O autor também observa que a tecnologia digital poderá vir a contribuir para uma profunda mudança do sistema de saúde português e escreve: “A organização dos cuidados em volta do paciente é uma tendência obrigatória que vai acontecendo por todo o mundo, ajudando a quebrar as barreiras artificiais existentes entre os cuidados hospitalares e os cuidados primários, entre a saúde e a assistência social e entre os generalistas e os especialistas”. E destaca a crescente importância das doenças crónicas, já que estas são o maior sorvedouro dos gastos públicos em Saúde e adianta elementos: “Os principais tipos de doenças não-transmissíveis são doenças cardiovasculares, cancro, doenças respiratórias crónicas e a diabetes”. Todas elas com elevada dimensão mundial, como ele sublinha. Ora atuando sobre as doenças não-transmissíveis há que contar com a saúde digital, o que requer a mudança do foco na doença para o foco na saúde, com o concurso das ferramentas na saúde digital.

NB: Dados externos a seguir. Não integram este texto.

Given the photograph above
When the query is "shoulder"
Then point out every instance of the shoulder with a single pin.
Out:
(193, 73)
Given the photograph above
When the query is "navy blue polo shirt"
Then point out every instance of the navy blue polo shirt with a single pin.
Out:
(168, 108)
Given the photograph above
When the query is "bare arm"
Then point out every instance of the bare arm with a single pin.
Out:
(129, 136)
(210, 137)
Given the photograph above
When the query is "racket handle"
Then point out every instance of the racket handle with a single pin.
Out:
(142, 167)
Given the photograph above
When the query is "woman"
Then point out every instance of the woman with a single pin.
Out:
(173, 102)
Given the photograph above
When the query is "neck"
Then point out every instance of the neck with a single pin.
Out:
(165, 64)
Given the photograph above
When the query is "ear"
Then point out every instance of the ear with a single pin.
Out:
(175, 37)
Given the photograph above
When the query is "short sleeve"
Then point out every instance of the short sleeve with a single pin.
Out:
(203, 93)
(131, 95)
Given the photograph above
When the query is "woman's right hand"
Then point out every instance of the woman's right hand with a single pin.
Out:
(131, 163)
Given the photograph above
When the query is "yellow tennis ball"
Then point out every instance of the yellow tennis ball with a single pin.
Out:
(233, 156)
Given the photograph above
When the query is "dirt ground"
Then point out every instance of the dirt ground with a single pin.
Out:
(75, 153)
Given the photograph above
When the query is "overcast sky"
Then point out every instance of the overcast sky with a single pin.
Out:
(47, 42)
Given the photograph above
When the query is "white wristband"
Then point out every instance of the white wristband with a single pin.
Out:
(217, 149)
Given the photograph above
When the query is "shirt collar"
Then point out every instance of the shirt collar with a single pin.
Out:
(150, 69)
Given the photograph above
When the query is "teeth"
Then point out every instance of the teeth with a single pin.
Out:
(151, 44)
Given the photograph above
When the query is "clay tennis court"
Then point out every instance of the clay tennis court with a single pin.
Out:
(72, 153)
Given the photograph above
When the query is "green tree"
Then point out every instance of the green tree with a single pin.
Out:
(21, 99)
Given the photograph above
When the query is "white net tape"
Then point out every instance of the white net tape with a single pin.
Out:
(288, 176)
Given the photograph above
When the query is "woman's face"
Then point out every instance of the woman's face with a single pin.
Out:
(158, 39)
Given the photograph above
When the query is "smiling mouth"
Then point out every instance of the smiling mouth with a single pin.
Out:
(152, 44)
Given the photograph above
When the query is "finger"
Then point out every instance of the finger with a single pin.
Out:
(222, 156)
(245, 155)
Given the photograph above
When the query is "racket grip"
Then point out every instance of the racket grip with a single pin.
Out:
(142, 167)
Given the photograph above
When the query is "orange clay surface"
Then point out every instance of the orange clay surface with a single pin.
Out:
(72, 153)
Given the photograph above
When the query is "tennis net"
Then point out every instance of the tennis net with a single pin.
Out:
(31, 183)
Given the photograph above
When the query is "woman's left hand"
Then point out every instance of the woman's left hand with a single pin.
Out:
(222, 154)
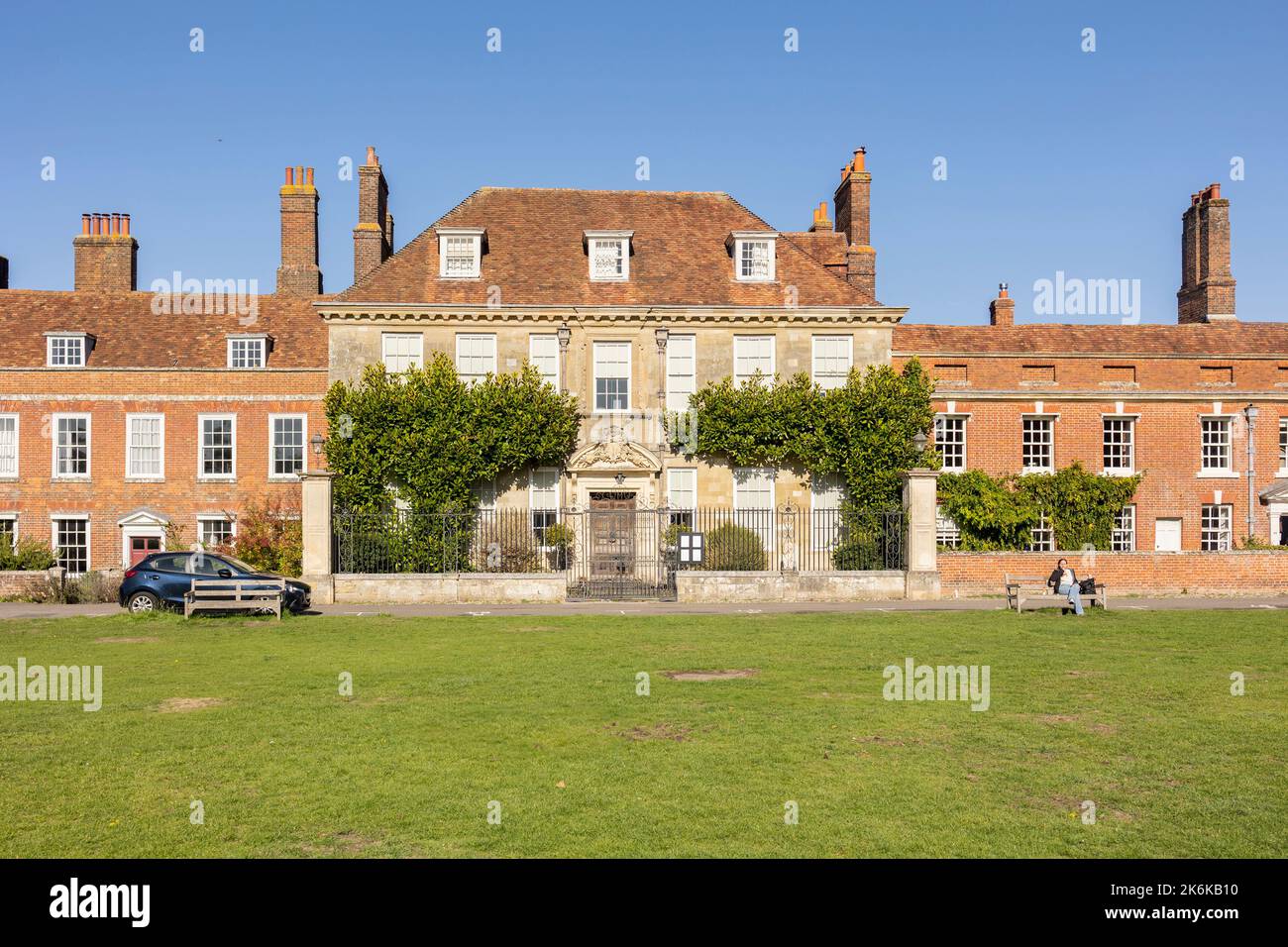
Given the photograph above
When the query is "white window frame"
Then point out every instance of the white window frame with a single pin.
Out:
(201, 442)
(1050, 442)
(940, 427)
(17, 446)
(1222, 421)
(1219, 538)
(12, 519)
(622, 239)
(824, 514)
(476, 376)
(682, 512)
(82, 342)
(413, 360)
(595, 375)
(760, 519)
(532, 501)
(446, 235)
(129, 424)
(947, 532)
(89, 446)
(739, 240)
(1124, 538)
(1041, 536)
(257, 342)
(271, 445)
(681, 384)
(1129, 441)
(831, 380)
(545, 339)
(54, 518)
(213, 518)
(738, 342)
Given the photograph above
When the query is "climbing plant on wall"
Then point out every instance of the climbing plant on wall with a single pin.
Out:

Aproveita a oportunidade para esboçar um modelo de arquitetura e governação do sistema de saúde. Começa por prever a concentração de todas as atividades de gestão do SNS num órgão de administração central, na criação de um órgão autónomo especializado no financiamento que assegure a gestão dos contratos-programa com as instituições do SNS. Disserta sobre o ecossistema digital de saúde, apresenta a inteligência artificial como ferramenta de prevenção de riscos e dá um exemplo: “Os médicos do SNS inglês usam calculadoras de risco, como parte do NHS Health Check, para avaliar o risco de, num prazo de dez anos, um paciente desenvolver problemas cardíacos ou circulatórios, embora essas calculadoras só considerem a saúde de um paciente no momento em que é consultado, em vez de incluir uma análise ao historial médico e familiar”. Volta a enfatizar o poder emergente da telemedicina e enuncia os pilares fundamentais para que se crie o ambiente necessário ao desenvolvimento digital da área da Saúde.
Este livrinho de divulgação remata com a exposição “Pôr em marcha a saúde digital”, ele considera da maior importância a criação do Centro de Excelência de Saúde Digital e traça uma previsão do que será o hospital em casa, bem como a telemedicina. E conclui: “Uma abordagem da saúde e bem-estar orientada para o cidadão é uma das grandes contribuições que a tecnologia digital poderá proporcionar aos sistemas de saúde, incorporando uma dimensão que tem sido muitas vezes esquecida, ou seja, a compreensão de que a perspetiva fundamental do sistema de saúde é servir o cidadão”.